This study used naturalistic driving data sets to examine whether driver adaptation took place when drivers of light vehicles and commercial motor vehicles were talking on a cell phone. The data set was based on naturalistic driving data from 204 drivers who each took part in the study for 31 days (on average) from February 2011 to November 2011. Data acquisition systems were installed in the vehicles owned by the participants. To examine whether talking on a cell phone impacted driving, a baseline epoch was sampled 30 seconds prior to the start of the first visual-manual cell phone subtask that was contiguous to the sampled call (e.g., reaching for the cell phone, dialing a number).
The mean age of participants was 41 years, and the majority (63%) were females. Of the 204 drivers, 191 provided their cell phone records (94%). Phone records were cross-referenced with driving data to confirm whether a participant was driving during the time of the phone call. This cross-check determined that 187 drivers (92%) had calls placed or received while their vehicles were in operation (N=14,754).
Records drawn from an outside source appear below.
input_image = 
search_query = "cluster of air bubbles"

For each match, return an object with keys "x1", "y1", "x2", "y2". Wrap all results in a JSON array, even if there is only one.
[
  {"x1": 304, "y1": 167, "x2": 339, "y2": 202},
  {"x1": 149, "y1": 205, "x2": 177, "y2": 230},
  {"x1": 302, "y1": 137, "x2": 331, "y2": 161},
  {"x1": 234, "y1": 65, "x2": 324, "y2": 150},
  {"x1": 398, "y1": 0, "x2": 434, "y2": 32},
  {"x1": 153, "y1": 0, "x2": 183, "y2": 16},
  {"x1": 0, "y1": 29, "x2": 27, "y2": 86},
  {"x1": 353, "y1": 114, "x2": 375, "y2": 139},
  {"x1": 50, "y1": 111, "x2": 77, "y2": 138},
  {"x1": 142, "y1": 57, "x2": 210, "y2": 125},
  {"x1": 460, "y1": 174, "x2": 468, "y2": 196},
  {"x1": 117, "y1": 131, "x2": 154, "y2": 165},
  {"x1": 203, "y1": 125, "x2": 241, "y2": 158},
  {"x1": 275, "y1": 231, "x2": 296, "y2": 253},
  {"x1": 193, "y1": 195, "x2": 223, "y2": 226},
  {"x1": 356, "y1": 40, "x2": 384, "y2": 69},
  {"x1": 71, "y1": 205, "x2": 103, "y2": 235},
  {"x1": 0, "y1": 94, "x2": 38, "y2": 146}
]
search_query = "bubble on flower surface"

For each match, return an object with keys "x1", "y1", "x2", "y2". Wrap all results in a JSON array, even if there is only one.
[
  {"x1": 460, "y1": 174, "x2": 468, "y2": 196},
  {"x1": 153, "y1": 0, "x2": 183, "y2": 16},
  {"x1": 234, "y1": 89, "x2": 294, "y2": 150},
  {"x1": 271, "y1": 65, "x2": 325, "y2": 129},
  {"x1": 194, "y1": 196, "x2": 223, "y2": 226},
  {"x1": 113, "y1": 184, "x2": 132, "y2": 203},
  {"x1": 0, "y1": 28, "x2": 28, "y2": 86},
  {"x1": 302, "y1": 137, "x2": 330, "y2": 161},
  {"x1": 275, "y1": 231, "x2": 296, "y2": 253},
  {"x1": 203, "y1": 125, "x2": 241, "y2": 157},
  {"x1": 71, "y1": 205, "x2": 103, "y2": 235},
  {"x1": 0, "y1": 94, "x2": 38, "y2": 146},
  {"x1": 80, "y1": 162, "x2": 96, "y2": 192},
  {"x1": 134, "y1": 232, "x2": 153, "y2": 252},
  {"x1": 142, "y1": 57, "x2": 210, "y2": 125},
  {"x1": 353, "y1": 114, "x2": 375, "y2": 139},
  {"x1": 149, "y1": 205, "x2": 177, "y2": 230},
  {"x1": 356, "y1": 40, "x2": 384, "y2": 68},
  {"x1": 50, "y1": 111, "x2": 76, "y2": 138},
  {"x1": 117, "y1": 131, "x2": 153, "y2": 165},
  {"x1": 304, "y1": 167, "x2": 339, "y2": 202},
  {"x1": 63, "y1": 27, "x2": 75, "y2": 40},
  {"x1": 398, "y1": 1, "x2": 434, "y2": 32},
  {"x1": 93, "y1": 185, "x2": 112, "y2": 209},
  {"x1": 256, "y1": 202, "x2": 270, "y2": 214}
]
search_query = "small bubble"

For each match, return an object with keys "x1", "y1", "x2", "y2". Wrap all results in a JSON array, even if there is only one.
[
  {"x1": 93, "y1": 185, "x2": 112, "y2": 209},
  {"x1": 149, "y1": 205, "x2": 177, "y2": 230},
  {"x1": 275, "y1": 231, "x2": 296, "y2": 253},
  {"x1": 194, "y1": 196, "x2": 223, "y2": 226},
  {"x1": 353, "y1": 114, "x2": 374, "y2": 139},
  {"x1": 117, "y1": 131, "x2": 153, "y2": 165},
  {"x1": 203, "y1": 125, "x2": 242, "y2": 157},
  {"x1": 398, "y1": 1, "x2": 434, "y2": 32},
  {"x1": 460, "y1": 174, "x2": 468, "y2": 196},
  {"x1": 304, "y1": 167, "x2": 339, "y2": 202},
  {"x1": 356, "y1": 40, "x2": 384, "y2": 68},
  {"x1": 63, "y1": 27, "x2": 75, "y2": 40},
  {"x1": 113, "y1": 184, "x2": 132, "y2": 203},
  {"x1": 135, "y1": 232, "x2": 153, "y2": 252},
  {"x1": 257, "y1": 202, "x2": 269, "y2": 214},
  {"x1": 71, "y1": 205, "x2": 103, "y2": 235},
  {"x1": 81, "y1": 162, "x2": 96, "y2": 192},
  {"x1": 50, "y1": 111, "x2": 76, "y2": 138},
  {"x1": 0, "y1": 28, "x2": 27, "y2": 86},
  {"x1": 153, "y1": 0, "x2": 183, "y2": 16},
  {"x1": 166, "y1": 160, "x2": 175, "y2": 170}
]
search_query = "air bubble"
Results indicated that driver headway to a lead vehicle did not differ despite commercial motor vehicles drivers significantly increasing their speeds by 4 km/h (2.5 mph) when talking on a cell phone. However, commercial motor vehicles drivers changed lanes significantly less and light-vehicle drivers unintentionally departed their lanes significantly less when talking on a cell phone. Overall, the observed performance changes were not substantial.
Fitch, G. M., Grove, K., Hanowski, R. J., & Perez, M. A. (2014). Compensatory behavior of drivers when conversing on a cell phone: Investigation with naturalistic driving data. Transportation research record, 2434(1), 1-8.